Quando Nathan scorse i capelli neri di Acab, iniziò a ringraziare Dio; in fondo, quel povero ragazzo aveva fatto di tutto per salvarli. «Sì!» rispose al collega. «Ma non in gravi condizioni. Me ne occupo io!»

Tirò su il giovane, avvolgendogli le braccia al petto da dietro la schiena; nel farlo, Acab avvertì una pressione nel torace che lo indusse a tossire residui di polvere. Nathan lo aiutò a sedersi sul pavimento e quando Acab alzò il capo fissò lo sguardo su Ariel per poi rivolgersi a Nathan: «Avresti dovuto lasciarmi lì.»

Nathan mosso da un leggero senso di pietà fece un mezzo sorriso. «Cosa ti avevo detto in merito al dar fiato alla bocca?»

Quello girò il capo impolverato verso di lui, e aggrottando le sopracciglia cercò di sostenere quello sguardo misericordioso con uno di disapprovazione, ma, dopo un paio di secondi, dovette rivolgere gli occhi ai suoi jeans neri strappati e pieni di aloni grigiastri.

Nathan si voltò indietro e si impegnò a spostare con le mani altro materiale, ma del giovane barman nemmeno l'ombra.

«Chi era quel ragazzo? Lo conoscevi?» Gli chiese con voce paterna.

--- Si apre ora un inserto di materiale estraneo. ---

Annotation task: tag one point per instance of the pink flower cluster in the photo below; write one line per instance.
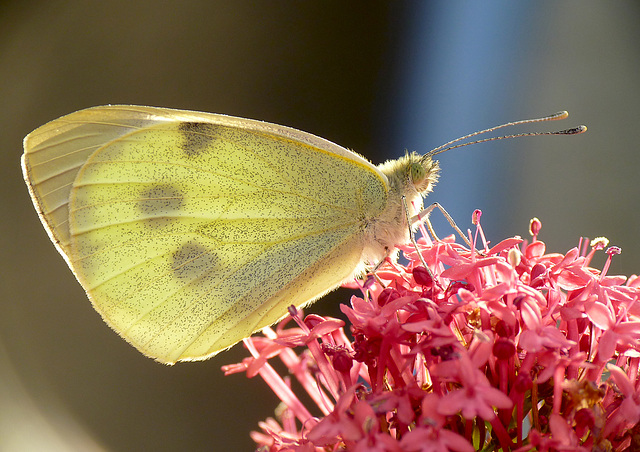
(510, 349)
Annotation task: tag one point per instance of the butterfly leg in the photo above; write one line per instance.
(424, 216)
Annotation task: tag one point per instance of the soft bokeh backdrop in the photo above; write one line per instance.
(377, 77)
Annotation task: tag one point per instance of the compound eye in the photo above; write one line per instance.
(417, 172)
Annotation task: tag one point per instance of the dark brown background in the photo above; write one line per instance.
(372, 77)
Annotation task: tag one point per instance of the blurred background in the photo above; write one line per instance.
(376, 77)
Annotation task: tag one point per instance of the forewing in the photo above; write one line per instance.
(188, 236)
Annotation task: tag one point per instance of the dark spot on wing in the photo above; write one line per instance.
(192, 260)
(159, 204)
(196, 137)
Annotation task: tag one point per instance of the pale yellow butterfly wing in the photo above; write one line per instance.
(190, 231)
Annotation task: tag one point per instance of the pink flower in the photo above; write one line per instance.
(460, 356)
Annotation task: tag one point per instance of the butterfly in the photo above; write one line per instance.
(190, 231)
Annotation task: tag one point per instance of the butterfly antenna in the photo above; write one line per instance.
(560, 115)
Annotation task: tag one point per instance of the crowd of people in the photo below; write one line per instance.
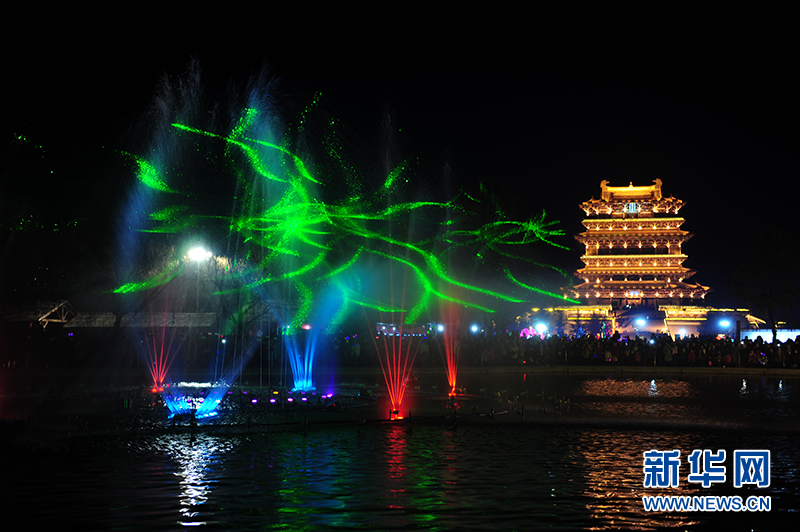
(512, 349)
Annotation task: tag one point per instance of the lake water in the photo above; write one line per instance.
(562, 452)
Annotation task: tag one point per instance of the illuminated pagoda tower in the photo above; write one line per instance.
(633, 254)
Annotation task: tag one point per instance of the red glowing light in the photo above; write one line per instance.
(452, 345)
(396, 358)
(158, 353)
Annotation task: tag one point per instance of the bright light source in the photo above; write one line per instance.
(198, 254)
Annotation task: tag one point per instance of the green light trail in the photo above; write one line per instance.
(286, 235)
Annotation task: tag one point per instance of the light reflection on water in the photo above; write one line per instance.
(515, 473)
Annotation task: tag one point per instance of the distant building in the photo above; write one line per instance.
(634, 282)
(633, 254)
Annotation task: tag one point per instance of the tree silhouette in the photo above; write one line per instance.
(766, 277)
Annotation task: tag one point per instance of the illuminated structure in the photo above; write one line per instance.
(633, 251)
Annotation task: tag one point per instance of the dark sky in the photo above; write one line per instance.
(541, 120)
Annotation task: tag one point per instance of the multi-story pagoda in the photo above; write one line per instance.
(633, 251)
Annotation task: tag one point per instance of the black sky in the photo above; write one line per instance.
(542, 121)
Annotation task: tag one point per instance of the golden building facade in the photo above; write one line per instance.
(633, 250)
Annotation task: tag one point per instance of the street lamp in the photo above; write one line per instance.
(199, 254)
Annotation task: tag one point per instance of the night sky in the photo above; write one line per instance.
(541, 121)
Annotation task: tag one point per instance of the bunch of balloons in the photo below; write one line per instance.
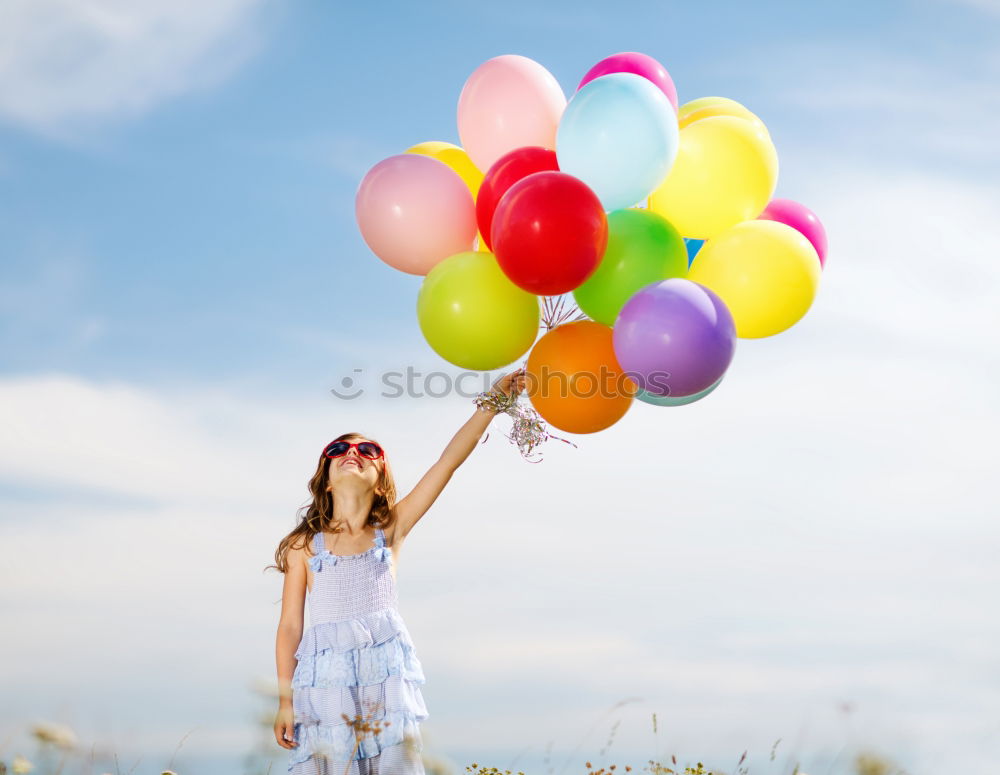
(659, 218)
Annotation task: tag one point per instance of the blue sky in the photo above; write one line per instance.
(182, 281)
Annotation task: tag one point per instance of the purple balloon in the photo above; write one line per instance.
(674, 338)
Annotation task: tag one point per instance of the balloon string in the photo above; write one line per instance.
(528, 430)
(554, 314)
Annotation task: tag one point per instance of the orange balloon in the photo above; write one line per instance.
(574, 380)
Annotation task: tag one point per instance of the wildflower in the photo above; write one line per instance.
(57, 734)
(20, 765)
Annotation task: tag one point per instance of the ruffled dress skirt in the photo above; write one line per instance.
(356, 690)
(366, 669)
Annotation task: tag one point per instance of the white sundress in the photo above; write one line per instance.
(356, 658)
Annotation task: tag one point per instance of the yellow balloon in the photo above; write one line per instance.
(705, 107)
(725, 172)
(766, 272)
(698, 104)
(459, 161)
(454, 157)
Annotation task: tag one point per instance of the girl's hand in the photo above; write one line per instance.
(284, 725)
(512, 382)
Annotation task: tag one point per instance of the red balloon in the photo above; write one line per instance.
(549, 233)
(505, 172)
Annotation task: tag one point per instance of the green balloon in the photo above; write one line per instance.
(473, 316)
(643, 248)
(655, 400)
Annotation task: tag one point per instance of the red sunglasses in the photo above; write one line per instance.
(368, 449)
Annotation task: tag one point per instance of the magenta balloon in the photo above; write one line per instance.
(674, 338)
(640, 64)
(414, 211)
(800, 218)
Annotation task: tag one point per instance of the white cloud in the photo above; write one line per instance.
(71, 63)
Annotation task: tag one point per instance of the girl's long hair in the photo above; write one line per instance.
(319, 515)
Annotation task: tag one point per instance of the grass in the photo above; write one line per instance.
(59, 752)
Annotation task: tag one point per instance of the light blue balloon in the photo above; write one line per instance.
(693, 245)
(618, 135)
(656, 400)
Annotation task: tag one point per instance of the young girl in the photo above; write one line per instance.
(356, 659)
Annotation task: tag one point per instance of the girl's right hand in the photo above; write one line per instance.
(284, 728)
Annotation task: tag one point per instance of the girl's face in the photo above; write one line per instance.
(353, 470)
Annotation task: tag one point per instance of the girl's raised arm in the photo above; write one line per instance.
(410, 509)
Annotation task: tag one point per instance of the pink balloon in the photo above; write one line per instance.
(639, 64)
(414, 211)
(509, 102)
(800, 218)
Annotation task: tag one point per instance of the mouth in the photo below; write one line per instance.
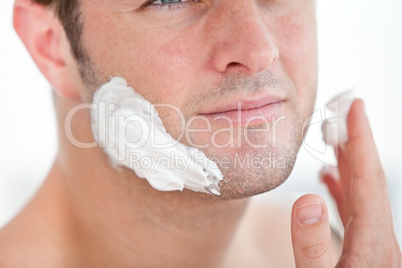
(246, 112)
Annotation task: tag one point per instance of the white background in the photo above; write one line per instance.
(360, 45)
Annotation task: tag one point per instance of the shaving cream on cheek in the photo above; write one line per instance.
(132, 134)
(337, 134)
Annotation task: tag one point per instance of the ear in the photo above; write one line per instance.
(44, 37)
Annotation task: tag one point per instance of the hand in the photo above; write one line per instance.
(363, 204)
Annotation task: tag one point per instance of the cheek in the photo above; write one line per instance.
(297, 43)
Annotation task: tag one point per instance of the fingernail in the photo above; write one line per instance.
(309, 213)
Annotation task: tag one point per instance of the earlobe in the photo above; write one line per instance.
(43, 36)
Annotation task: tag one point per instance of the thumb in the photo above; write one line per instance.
(311, 234)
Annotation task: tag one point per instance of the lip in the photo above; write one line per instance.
(246, 112)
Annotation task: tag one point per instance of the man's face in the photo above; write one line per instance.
(202, 55)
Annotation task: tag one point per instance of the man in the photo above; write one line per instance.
(198, 56)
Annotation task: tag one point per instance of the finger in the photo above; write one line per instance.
(311, 234)
(369, 196)
(344, 171)
(329, 176)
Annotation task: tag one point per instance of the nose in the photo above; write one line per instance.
(243, 42)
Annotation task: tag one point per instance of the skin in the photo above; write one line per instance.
(187, 57)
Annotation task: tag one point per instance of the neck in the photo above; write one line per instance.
(122, 221)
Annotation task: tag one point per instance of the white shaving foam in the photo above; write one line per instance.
(337, 134)
(127, 127)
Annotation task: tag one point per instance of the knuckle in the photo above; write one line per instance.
(316, 250)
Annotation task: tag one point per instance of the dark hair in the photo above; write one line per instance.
(68, 12)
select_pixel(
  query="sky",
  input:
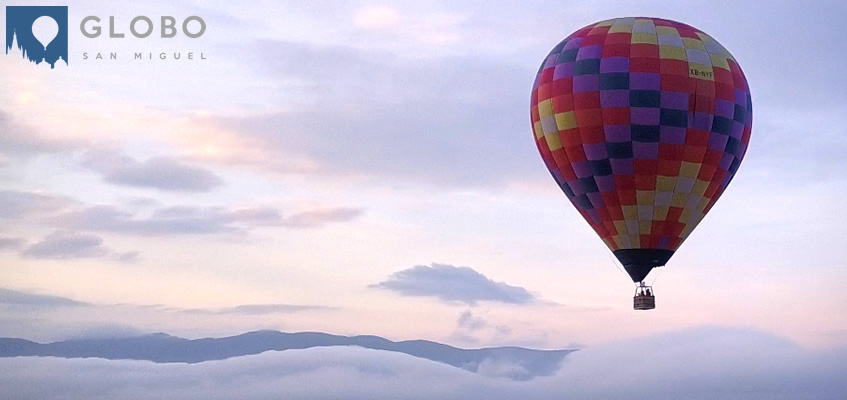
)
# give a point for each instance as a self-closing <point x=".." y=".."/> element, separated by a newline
<point x="368" y="168"/>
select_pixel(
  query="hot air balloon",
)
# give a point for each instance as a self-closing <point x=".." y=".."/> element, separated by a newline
<point x="643" y="123"/>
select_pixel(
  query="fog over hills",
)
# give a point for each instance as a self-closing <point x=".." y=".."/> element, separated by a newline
<point x="523" y="364"/>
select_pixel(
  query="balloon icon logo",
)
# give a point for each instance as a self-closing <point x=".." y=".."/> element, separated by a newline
<point x="45" y="30"/>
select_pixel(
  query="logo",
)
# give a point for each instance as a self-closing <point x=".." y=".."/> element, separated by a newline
<point x="40" y="34"/>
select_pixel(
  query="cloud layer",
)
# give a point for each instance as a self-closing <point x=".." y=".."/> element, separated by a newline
<point x="700" y="363"/>
<point x="163" y="173"/>
<point x="453" y="284"/>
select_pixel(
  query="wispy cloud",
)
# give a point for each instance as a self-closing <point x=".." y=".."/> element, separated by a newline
<point x="7" y="243"/>
<point x="28" y="205"/>
<point x="163" y="173"/>
<point x="258" y="309"/>
<point x="17" y="298"/>
<point x="186" y="220"/>
<point x="697" y="364"/>
<point x="453" y="284"/>
<point x="18" y="140"/>
<point x="66" y="244"/>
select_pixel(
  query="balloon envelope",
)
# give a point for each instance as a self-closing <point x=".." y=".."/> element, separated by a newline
<point x="643" y="123"/>
<point x="45" y="29"/>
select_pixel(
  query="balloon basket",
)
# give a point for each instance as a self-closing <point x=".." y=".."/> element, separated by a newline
<point x="644" y="298"/>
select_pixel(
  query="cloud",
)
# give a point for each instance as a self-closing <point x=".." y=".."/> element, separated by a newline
<point x="167" y="221"/>
<point x="186" y="220"/>
<point x="26" y="205"/>
<point x="384" y="116"/>
<point x="258" y="309"/>
<point x="7" y="243"/>
<point x="163" y="173"/>
<point x="128" y="257"/>
<point x="315" y="218"/>
<point x="697" y="364"/>
<point x="10" y="297"/>
<point x="453" y="284"/>
<point x="22" y="141"/>
<point x="469" y="322"/>
<point x="67" y="244"/>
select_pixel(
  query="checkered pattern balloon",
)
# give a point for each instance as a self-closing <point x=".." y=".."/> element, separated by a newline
<point x="643" y="123"/>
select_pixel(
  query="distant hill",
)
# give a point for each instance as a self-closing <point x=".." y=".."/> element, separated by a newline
<point x="163" y="348"/>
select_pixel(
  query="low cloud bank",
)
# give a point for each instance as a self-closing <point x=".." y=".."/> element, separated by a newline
<point x="697" y="363"/>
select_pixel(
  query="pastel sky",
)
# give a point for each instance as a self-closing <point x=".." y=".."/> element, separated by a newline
<point x="368" y="168"/>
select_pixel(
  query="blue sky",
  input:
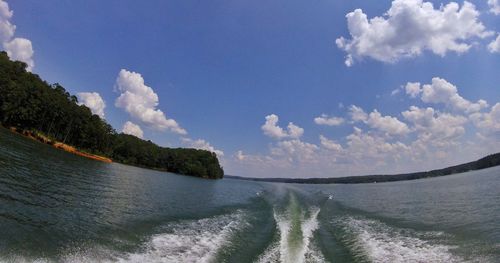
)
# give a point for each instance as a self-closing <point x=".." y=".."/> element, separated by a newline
<point x="220" y="67"/>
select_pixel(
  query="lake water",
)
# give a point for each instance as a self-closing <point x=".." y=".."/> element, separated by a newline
<point x="57" y="207"/>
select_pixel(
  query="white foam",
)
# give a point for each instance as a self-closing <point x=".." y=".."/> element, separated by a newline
<point x="191" y="241"/>
<point x="381" y="243"/>
<point x="281" y="251"/>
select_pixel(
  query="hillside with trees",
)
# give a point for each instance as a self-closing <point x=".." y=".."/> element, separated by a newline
<point x="29" y="103"/>
<point x="485" y="162"/>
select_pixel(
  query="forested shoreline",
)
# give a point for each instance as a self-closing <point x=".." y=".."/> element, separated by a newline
<point x="485" y="162"/>
<point x="29" y="103"/>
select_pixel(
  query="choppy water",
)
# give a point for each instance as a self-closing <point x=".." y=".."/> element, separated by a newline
<point x="58" y="207"/>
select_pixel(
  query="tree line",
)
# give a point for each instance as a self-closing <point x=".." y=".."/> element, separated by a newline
<point x="485" y="162"/>
<point x="29" y="103"/>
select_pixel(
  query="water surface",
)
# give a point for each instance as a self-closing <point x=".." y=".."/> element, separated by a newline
<point x="58" y="207"/>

Acab lo guardò un istante, per poi alzare gli occhi lucidi al soffitto, fortemente provato.

«È uno degli ultimi acquisti di Judas.»

«Acquisti?» domandò l'altro, inarcando un sopracciglio.

Lui lo fissò quasi contrariato da quel tono sarcastico.

«Come se tu non sapessi che noi abbiamo il controllo del traffico di organi e di esseri umani.»

«E come mai è scomparso?»

«Sarà stato già iniziato ai nostri poteri...»

Si accorse troppo tardi di aver sputato via dalla sua bocca tutto ciò che sapeva senza alcuna remora. Si morse la lingua tra i molari, sbarrando gli occhi increduli prima di rivolgerli a Nathan.

«Bene. Non credevo potesse uscire così facilmente una cosa del genere dalla tua bocca» gli sorrise soddisfatto, dopo una pacca sulla spalla. «Mi hai colpito!»

Acab fece per alzarsi, quasi a voler scappare dalla prima persona che aveva avuto la capacità di indurlo a dire la verità, ma non appena puntellò le mani al suolo, ricadde all'indietro, preda di un capogiro improvviso.

Alla fine, con un ultimo colpo di spalla ben assestato, il collega di Nathan si guadagnò gli occhi spauriti dei tre presenti.